# Marzocchi Corsa SL LR / 2011



## Yeco (Jan 12, 2011)

Hola a Todos los Bikers de este foro, una pregunta, alguien sabe como esta saliendo la Corsa de Marzocchi, actualmente tengo una SID Team del 04 y quisiera saber si alguno de ustedes conoce de esta suspensión


----------



## Yeco (Jan 12, 2011)

Nadie tiene comentarios de la Corsa?
Saludos


----------



## Yeco (Jan 12, 2011)

Nadie tiene comentarios de la Corsa?
Saludos


----------



## the last biker (Oct 12, 2005)

Yeco said:


> Nadie tiene comentarios de la Corsa?
> Saludos


----------------------------------------------------------------------------------------------------------------------------------

Pues parece que no ,

Saludos


----------



## triphop (Jul 27, 2004)

yo tengo la corsa cento de 2009 (creo que es 2009). Reemplazó una RS Reba que tiraba aceite. El único cambio que noté en desempeño es que la RS era de 115mm y la Corsa de 100mm. Es más fácil de ajustar la presión de aire (no se maneja el aire positivo y negativo de manera separada). No he tenido problema alguno y le he dado buen uso
Creo que las Marzocchi dieron lata un par de años (o tres o cuatro) pero parece que ya han mejorado bastante

saludos!


----------



## Yeco (Jan 12, 2011)

triphop said:


> yo tengo la corsa cento de 2009 (creo que es 2009). Reemplazó una RS Reba que tiraba aceite. El único cambio que noté en desempeño es que la RS era de 115mm y la Corsa de 100mm. Es más fácil de ajustar la presión de aire (no se maneja el aire positivo y negativo de manera separada).

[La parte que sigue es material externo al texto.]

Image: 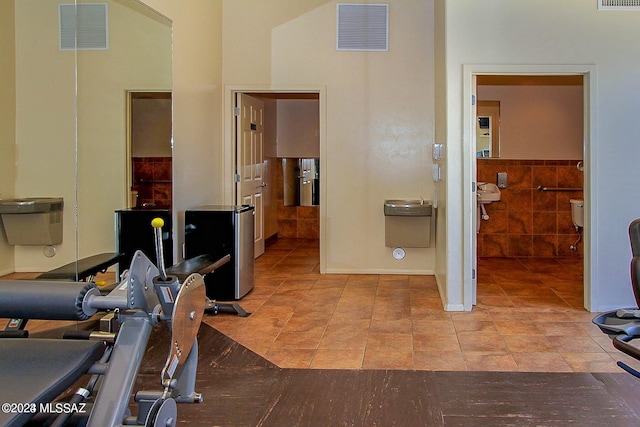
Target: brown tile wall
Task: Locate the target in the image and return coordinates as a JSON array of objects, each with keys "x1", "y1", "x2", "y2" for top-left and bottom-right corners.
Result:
[
  {"x1": 477, "y1": 159, "x2": 583, "y2": 258},
  {"x1": 132, "y1": 157, "x2": 172, "y2": 209},
  {"x1": 275, "y1": 160, "x2": 319, "y2": 239}
]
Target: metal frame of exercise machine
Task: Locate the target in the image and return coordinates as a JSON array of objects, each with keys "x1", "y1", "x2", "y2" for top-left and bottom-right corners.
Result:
[{"x1": 0, "y1": 219, "x2": 211, "y2": 427}]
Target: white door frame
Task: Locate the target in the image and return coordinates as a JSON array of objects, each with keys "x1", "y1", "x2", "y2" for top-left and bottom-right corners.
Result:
[
  {"x1": 462, "y1": 64, "x2": 598, "y2": 311},
  {"x1": 223, "y1": 85, "x2": 327, "y2": 271}
]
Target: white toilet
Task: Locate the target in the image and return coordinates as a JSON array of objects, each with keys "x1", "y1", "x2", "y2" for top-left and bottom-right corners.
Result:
[{"x1": 570, "y1": 199, "x2": 584, "y2": 228}]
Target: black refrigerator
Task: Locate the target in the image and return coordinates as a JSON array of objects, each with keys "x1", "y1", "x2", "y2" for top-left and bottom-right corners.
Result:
[
  {"x1": 115, "y1": 208, "x2": 173, "y2": 276},
  {"x1": 184, "y1": 205, "x2": 254, "y2": 300}
]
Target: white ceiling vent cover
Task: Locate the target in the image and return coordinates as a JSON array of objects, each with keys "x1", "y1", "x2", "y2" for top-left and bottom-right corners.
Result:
[
  {"x1": 337, "y1": 3, "x2": 389, "y2": 51},
  {"x1": 599, "y1": 0, "x2": 640, "y2": 9},
  {"x1": 59, "y1": 3, "x2": 109, "y2": 50}
]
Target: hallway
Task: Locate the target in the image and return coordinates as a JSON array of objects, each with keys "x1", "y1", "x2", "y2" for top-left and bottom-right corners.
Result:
[{"x1": 205, "y1": 238, "x2": 639, "y2": 373}]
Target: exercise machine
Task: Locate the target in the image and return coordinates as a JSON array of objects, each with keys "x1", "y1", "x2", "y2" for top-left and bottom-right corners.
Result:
[
  {"x1": 166, "y1": 253, "x2": 250, "y2": 318},
  {"x1": 2, "y1": 252, "x2": 122, "y2": 334},
  {"x1": 0, "y1": 218, "x2": 211, "y2": 427},
  {"x1": 593, "y1": 218, "x2": 640, "y2": 377}
]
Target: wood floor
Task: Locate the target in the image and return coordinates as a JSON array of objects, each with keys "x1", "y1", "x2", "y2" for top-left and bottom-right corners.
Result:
[
  {"x1": 133, "y1": 323, "x2": 640, "y2": 426},
  {"x1": 14, "y1": 318, "x2": 640, "y2": 426}
]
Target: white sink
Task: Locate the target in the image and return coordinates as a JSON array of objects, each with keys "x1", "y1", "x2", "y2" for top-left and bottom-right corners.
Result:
[
  {"x1": 477, "y1": 182, "x2": 501, "y2": 204},
  {"x1": 476, "y1": 182, "x2": 501, "y2": 233}
]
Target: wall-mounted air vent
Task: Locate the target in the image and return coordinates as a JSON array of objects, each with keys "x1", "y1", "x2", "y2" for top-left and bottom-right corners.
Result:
[
  {"x1": 336, "y1": 3, "x2": 389, "y2": 51},
  {"x1": 59, "y1": 3, "x2": 109, "y2": 50},
  {"x1": 598, "y1": 0, "x2": 640, "y2": 10}
]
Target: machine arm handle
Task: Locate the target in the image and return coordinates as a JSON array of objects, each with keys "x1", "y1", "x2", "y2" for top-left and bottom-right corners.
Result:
[
  {"x1": 613, "y1": 334, "x2": 640, "y2": 361},
  {"x1": 151, "y1": 217, "x2": 168, "y2": 281}
]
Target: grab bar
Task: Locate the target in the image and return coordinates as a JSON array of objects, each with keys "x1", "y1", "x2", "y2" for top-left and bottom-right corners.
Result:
[
  {"x1": 537, "y1": 186, "x2": 581, "y2": 192},
  {"x1": 136, "y1": 179, "x2": 171, "y2": 184}
]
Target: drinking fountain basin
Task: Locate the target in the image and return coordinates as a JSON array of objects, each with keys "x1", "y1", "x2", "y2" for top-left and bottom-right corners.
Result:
[
  {"x1": 477, "y1": 182, "x2": 501, "y2": 204},
  {"x1": 384, "y1": 199, "x2": 432, "y2": 216},
  {"x1": 384, "y1": 199, "x2": 433, "y2": 248}
]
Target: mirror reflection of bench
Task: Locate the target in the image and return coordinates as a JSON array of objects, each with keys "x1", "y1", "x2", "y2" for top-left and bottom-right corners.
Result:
[
  {"x1": 35, "y1": 252, "x2": 124, "y2": 283},
  {"x1": 3, "y1": 252, "x2": 123, "y2": 335},
  {"x1": 4, "y1": 249, "x2": 249, "y2": 337}
]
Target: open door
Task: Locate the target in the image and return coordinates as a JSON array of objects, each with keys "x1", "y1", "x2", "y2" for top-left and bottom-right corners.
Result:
[
  {"x1": 470, "y1": 75, "x2": 478, "y2": 306},
  {"x1": 236, "y1": 93, "x2": 265, "y2": 258}
]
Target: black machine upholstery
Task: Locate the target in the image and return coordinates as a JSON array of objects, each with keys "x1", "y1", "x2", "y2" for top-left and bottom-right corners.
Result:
[
  {"x1": 0, "y1": 339, "x2": 106, "y2": 427},
  {"x1": 0, "y1": 281, "x2": 97, "y2": 321},
  {"x1": 629, "y1": 220, "x2": 640, "y2": 308},
  {"x1": 166, "y1": 253, "x2": 231, "y2": 282},
  {"x1": 629, "y1": 219, "x2": 640, "y2": 257},
  {"x1": 36, "y1": 252, "x2": 122, "y2": 281}
]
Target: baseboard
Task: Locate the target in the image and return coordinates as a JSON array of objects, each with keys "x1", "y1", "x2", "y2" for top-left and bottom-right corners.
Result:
[
  {"x1": 325, "y1": 268, "x2": 435, "y2": 275},
  {"x1": 444, "y1": 303, "x2": 467, "y2": 311},
  {"x1": 265, "y1": 233, "x2": 278, "y2": 247}
]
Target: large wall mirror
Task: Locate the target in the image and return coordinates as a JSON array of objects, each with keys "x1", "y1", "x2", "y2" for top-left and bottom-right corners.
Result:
[
  {"x1": 282, "y1": 158, "x2": 320, "y2": 206},
  {"x1": 0, "y1": 0, "x2": 171, "y2": 277}
]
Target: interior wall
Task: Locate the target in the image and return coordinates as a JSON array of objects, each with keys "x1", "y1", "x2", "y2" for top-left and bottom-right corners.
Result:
[
  {"x1": 434, "y1": 0, "x2": 449, "y2": 305},
  {"x1": 476, "y1": 159, "x2": 584, "y2": 258},
  {"x1": 14, "y1": 0, "x2": 77, "y2": 271},
  {"x1": 12, "y1": 0, "x2": 171, "y2": 271},
  {"x1": 0, "y1": 0, "x2": 16, "y2": 274},
  {"x1": 141, "y1": 0, "x2": 223, "y2": 263},
  {"x1": 443, "y1": 0, "x2": 640, "y2": 311},
  {"x1": 223, "y1": 0, "x2": 436, "y2": 274},
  {"x1": 276, "y1": 99, "x2": 320, "y2": 158},
  {"x1": 131, "y1": 98, "x2": 172, "y2": 157},
  {"x1": 477, "y1": 84, "x2": 583, "y2": 159}
]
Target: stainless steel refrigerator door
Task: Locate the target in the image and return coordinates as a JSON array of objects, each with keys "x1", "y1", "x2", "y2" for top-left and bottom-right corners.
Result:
[{"x1": 235, "y1": 208, "x2": 255, "y2": 298}]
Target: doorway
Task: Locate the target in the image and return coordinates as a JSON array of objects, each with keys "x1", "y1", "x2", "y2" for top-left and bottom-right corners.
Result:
[
  {"x1": 126, "y1": 91, "x2": 172, "y2": 209},
  {"x1": 229, "y1": 89, "x2": 324, "y2": 265},
  {"x1": 463, "y1": 64, "x2": 597, "y2": 312}
]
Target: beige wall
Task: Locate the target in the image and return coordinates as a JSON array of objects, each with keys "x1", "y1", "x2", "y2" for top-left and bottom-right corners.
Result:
[
  {"x1": 141, "y1": 0, "x2": 223, "y2": 261},
  {"x1": 276, "y1": 99, "x2": 319, "y2": 158},
  {"x1": 147, "y1": 0, "x2": 437, "y2": 274},
  {"x1": 223, "y1": 0, "x2": 436, "y2": 273},
  {"x1": 433, "y1": 0, "x2": 448, "y2": 304},
  {"x1": 0, "y1": 0, "x2": 16, "y2": 274},
  {"x1": 12, "y1": 0, "x2": 171, "y2": 271},
  {"x1": 443, "y1": 0, "x2": 640, "y2": 311},
  {"x1": 14, "y1": 0, "x2": 77, "y2": 271},
  {"x1": 131, "y1": 98, "x2": 172, "y2": 157},
  {"x1": 477, "y1": 84, "x2": 583, "y2": 160}
]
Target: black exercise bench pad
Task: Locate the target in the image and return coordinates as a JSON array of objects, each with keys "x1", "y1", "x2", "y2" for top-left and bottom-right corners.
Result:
[
  {"x1": 36, "y1": 252, "x2": 123, "y2": 281},
  {"x1": 166, "y1": 253, "x2": 231, "y2": 281},
  {"x1": 0, "y1": 338, "x2": 106, "y2": 427}
]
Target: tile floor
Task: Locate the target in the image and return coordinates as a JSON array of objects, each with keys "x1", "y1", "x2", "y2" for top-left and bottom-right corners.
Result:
[{"x1": 205, "y1": 238, "x2": 640, "y2": 373}]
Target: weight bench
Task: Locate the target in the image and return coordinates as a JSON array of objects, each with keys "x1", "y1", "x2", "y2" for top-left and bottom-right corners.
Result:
[
  {"x1": 167, "y1": 253, "x2": 250, "y2": 317},
  {"x1": 3, "y1": 252, "x2": 123, "y2": 334},
  {"x1": 36, "y1": 252, "x2": 123, "y2": 282}
]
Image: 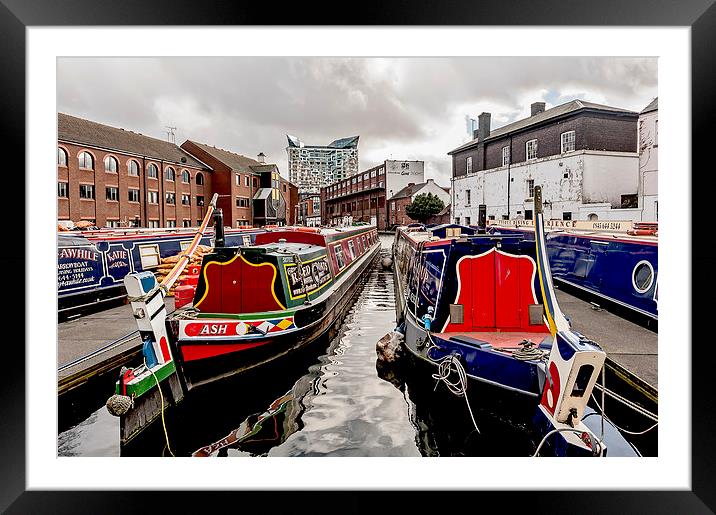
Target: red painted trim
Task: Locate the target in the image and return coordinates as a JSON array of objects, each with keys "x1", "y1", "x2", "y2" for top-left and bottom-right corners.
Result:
[
  {"x1": 159, "y1": 336, "x2": 170, "y2": 361},
  {"x1": 255, "y1": 230, "x2": 326, "y2": 247},
  {"x1": 560, "y1": 233, "x2": 658, "y2": 246},
  {"x1": 83, "y1": 228, "x2": 260, "y2": 242},
  {"x1": 497, "y1": 226, "x2": 658, "y2": 246},
  {"x1": 181, "y1": 339, "x2": 272, "y2": 362},
  {"x1": 540, "y1": 361, "x2": 561, "y2": 416},
  {"x1": 424, "y1": 240, "x2": 450, "y2": 248}
]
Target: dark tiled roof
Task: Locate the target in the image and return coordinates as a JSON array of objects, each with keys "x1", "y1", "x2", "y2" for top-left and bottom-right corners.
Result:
[
  {"x1": 640, "y1": 97, "x2": 658, "y2": 114},
  {"x1": 249, "y1": 164, "x2": 278, "y2": 173},
  {"x1": 391, "y1": 182, "x2": 427, "y2": 200},
  {"x1": 186, "y1": 140, "x2": 263, "y2": 173},
  {"x1": 436, "y1": 204, "x2": 451, "y2": 216},
  {"x1": 58, "y1": 113, "x2": 208, "y2": 169},
  {"x1": 448, "y1": 100, "x2": 638, "y2": 155}
]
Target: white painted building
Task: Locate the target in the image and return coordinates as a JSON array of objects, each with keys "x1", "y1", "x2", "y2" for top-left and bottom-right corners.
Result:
[
  {"x1": 448, "y1": 100, "x2": 647, "y2": 224},
  {"x1": 638, "y1": 98, "x2": 658, "y2": 221},
  {"x1": 452, "y1": 150, "x2": 640, "y2": 223}
]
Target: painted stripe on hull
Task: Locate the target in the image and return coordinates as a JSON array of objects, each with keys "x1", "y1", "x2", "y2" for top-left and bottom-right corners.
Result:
[{"x1": 181, "y1": 339, "x2": 272, "y2": 362}]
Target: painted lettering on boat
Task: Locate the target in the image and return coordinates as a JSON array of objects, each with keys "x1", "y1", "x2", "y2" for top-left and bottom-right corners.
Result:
[
  {"x1": 58, "y1": 248, "x2": 99, "y2": 261},
  {"x1": 199, "y1": 324, "x2": 228, "y2": 335}
]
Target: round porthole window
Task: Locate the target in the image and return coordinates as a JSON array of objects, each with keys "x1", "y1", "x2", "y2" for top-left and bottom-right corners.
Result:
[{"x1": 632, "y1": 260, "x2": 654, "y2": 293}]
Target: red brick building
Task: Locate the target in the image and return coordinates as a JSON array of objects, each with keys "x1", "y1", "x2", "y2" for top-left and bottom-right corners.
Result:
[
  {"x1": 297, "y1": 193, "x2": 322, "y2": 227},
  {"x1": 58, "y1": 113, "x2": 211, "y2": 228},
  {"x1": 57, "y1": 113, "x2": 298, "y2": 229},
  {"x1": 320, "y1": 163, "x2": 388, "y2": 229},
  {"x1": 427, "y1": 204, "x2": 451, "y2": 225},
  {"x1": 180, "y1": 141, "x2": 265, "y2": 227},
  {"x1": 388, "y1": 179, "x2": 451, "y2": 227}
]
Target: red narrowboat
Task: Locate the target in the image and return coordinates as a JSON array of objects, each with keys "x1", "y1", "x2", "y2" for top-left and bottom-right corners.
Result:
[
  {"x1": 109, "y1": 194, "x2": 380, "y2": 445},
  {"x1": 166, "y1": 224, "x2": 381, "y2": 389}
]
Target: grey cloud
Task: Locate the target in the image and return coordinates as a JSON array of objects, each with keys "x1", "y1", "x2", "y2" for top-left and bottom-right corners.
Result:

No he tenido problema alguno y le he dado buen uso
> Creo que las Marzocchi dieron lata un par de años (o tres o cuatro) pero parece que ya han mejorado bastante
> 
> saludos!


Muchas gracias por tus comentarios, yo estoy pensando en cambiar mi SID team del 04, por la corsa y principalmente es por el recorrido, para tener 100mm y por que las botellas son de 32mm aparte de que la Sid con los frenos de discos flexa mucho, por eso tengo duda del desempeño de esta suspensión.
Gracias y saludos!!


----------



## ritopc (Jul 3, 2004)

la SID Flexa?


----------



## Yeco (Jan 12, 2011)

ritopc said:


> la SID Flexa?


hola Amigo, efectivamente los primeros modelos del 04 flexan cuando le metes disco, cuando vas bajando y le metes freno la suspension pareciera que se mete al cuadro.
saludos


----------